Povilaitis, a known psychologist, submitted the request shortly before the prosecutors intended to hand the case against 69 suspects to court.
“We are asking the Prosecutor General’s Office to review the evidence and consider the status of a special witness for Gorbachev,” Povilaitis told BNS.
Under Lithuanian law, the status of special witnesses is given to individuals who may be involved in a crime, but there is no sufficient evidence to bring suspicions against them.
Lithuanian prosecutors have already asked Russia to interview Gorbachev in the January 13 case, but said back in January 2012 that that Russia had refused.
“By participating in the interview, Gorbachev could help solve the war crimes and crimes against humanity, therefore, I, as a victim, urge him to come to Lithuania and testify in the case. If he is a person of honour who has nothing to hide, he should agree to come and, by participating in the interrogation, help prosecutors establish the circumstances of the war crimes,” Povilaitis told BNS.
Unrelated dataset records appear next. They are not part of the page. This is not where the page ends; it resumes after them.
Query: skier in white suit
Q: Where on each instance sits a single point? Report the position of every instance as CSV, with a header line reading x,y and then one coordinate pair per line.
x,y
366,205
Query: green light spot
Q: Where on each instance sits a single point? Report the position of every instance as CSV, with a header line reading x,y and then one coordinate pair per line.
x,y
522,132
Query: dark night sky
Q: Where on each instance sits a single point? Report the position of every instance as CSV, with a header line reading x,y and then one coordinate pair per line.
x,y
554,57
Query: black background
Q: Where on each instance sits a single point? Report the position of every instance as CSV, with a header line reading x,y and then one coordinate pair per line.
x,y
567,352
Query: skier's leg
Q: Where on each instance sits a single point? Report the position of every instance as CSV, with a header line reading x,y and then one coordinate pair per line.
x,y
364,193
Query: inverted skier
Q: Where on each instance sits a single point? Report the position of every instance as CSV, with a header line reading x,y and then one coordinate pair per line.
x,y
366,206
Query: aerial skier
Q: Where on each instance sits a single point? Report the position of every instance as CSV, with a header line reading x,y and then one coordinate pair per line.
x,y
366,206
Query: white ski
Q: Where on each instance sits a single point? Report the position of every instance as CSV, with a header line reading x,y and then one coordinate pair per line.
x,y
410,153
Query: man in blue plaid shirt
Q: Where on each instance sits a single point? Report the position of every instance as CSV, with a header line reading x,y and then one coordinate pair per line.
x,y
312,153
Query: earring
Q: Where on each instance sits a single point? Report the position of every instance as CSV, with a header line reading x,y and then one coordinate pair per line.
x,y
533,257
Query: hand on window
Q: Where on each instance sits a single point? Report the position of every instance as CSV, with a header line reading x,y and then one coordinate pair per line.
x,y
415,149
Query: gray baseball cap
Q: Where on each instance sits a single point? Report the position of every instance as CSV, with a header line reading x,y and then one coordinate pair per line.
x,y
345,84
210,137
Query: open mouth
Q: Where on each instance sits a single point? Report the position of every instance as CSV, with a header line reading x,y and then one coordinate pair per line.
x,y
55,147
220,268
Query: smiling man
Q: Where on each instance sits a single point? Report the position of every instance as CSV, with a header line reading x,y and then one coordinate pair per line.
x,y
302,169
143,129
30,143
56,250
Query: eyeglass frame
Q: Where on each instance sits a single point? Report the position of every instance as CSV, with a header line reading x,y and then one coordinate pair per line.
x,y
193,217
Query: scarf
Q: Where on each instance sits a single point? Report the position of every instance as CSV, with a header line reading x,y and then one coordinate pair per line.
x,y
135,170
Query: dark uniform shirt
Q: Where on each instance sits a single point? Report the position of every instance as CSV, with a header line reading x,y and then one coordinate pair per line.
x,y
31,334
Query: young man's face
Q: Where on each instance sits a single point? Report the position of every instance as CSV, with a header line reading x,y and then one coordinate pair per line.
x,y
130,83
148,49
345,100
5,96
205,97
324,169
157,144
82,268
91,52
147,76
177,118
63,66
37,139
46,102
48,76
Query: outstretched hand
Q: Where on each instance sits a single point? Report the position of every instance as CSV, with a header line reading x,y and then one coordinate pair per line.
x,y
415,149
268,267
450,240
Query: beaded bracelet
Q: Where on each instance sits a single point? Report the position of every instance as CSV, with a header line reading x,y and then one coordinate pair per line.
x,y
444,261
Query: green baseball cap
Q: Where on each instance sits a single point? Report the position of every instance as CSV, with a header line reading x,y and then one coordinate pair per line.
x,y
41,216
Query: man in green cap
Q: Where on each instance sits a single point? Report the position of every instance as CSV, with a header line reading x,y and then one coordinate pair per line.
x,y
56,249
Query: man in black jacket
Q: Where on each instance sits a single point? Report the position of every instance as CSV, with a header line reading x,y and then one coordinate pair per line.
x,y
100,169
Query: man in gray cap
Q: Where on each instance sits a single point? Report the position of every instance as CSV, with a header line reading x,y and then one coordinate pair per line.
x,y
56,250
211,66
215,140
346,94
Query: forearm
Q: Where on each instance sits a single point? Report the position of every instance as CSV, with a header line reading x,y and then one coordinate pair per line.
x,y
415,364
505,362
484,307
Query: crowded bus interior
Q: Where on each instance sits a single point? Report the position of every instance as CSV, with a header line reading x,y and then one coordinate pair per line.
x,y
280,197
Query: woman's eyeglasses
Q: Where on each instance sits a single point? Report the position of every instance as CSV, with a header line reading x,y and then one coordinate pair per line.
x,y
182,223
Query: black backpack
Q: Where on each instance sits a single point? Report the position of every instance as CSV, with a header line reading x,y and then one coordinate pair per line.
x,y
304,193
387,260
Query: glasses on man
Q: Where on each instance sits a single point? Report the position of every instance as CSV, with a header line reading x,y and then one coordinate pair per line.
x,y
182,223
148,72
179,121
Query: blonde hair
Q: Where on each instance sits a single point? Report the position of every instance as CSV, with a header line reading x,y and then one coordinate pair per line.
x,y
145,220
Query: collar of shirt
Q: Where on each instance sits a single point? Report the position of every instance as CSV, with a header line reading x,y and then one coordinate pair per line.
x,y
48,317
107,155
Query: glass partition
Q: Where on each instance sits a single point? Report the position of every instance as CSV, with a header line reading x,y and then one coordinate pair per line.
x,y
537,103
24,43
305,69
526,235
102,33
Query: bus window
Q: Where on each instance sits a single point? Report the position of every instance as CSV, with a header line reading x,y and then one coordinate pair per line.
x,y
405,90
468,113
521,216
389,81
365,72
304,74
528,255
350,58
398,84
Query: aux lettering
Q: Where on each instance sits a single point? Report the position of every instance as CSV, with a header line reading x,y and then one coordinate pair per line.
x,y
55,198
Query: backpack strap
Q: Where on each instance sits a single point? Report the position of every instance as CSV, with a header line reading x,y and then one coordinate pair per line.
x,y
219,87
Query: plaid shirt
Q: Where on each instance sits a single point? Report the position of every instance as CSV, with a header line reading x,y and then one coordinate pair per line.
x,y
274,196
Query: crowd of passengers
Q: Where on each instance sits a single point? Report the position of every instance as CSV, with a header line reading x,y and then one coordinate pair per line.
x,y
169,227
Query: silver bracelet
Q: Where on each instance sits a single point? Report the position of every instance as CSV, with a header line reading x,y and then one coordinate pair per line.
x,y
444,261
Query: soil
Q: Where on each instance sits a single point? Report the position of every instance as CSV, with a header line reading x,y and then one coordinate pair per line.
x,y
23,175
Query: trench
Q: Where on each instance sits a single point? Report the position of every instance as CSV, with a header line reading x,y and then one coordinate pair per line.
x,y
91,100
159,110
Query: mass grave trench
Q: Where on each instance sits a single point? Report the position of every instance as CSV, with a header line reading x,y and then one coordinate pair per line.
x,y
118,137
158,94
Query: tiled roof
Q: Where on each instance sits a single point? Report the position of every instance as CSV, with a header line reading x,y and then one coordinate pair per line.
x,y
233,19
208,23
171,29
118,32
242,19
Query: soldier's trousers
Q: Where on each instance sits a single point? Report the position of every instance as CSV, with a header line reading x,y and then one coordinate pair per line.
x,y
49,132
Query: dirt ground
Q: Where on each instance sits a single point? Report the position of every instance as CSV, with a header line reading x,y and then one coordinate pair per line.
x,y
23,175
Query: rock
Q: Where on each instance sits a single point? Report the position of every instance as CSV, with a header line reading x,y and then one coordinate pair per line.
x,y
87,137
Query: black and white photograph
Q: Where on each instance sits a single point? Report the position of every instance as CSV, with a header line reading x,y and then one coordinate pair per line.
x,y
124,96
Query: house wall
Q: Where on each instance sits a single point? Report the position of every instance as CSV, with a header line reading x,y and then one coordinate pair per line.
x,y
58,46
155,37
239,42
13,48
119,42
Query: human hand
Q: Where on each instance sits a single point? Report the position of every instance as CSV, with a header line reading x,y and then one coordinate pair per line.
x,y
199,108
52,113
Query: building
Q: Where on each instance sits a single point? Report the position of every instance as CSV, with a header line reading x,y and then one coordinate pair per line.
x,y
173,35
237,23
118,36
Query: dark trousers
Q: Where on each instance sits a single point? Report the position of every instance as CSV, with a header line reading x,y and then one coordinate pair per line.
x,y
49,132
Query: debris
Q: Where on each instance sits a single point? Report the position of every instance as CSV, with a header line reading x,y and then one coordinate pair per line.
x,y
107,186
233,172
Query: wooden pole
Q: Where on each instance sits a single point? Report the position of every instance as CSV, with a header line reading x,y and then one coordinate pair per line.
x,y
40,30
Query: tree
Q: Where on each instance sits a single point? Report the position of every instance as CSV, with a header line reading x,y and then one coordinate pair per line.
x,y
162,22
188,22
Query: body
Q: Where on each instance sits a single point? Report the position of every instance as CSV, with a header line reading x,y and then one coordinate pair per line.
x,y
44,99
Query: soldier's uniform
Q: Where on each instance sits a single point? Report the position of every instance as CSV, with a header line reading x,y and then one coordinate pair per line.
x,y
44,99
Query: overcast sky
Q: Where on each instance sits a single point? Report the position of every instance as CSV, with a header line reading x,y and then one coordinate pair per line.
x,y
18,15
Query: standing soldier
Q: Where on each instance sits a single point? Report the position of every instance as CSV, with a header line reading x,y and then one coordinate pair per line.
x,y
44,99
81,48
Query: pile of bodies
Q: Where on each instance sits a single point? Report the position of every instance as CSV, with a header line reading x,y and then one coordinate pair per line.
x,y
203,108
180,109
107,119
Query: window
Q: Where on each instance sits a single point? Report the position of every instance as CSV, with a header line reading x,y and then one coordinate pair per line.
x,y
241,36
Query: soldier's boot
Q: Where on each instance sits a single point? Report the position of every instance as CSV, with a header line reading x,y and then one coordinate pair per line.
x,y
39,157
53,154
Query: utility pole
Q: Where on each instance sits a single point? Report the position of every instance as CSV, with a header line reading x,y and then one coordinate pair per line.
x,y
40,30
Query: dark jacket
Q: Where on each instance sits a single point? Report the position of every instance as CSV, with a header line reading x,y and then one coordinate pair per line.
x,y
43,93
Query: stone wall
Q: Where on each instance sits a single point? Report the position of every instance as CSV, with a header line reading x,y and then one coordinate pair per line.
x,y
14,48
Rita Stundienė, spokeswoman for the Prosecutor General’s Office, said the plea had been received and was being processed.
Last November, prosecutors said they had finished the pre-trial investigation in connection to 69 suspects who are citizens of Russia, Ukraine and Belarus, including many who are currently outside of Lithuania and will probably stand trial in absentia. The indictment is being finalized and should soon be handed to court.
Povilaitis’ father was one of the 14 people who were killed when Soviet Union’s military units attacked the Vilnius TV Tower and the Radio and Television Committee Building in early hours of January 13, 1991.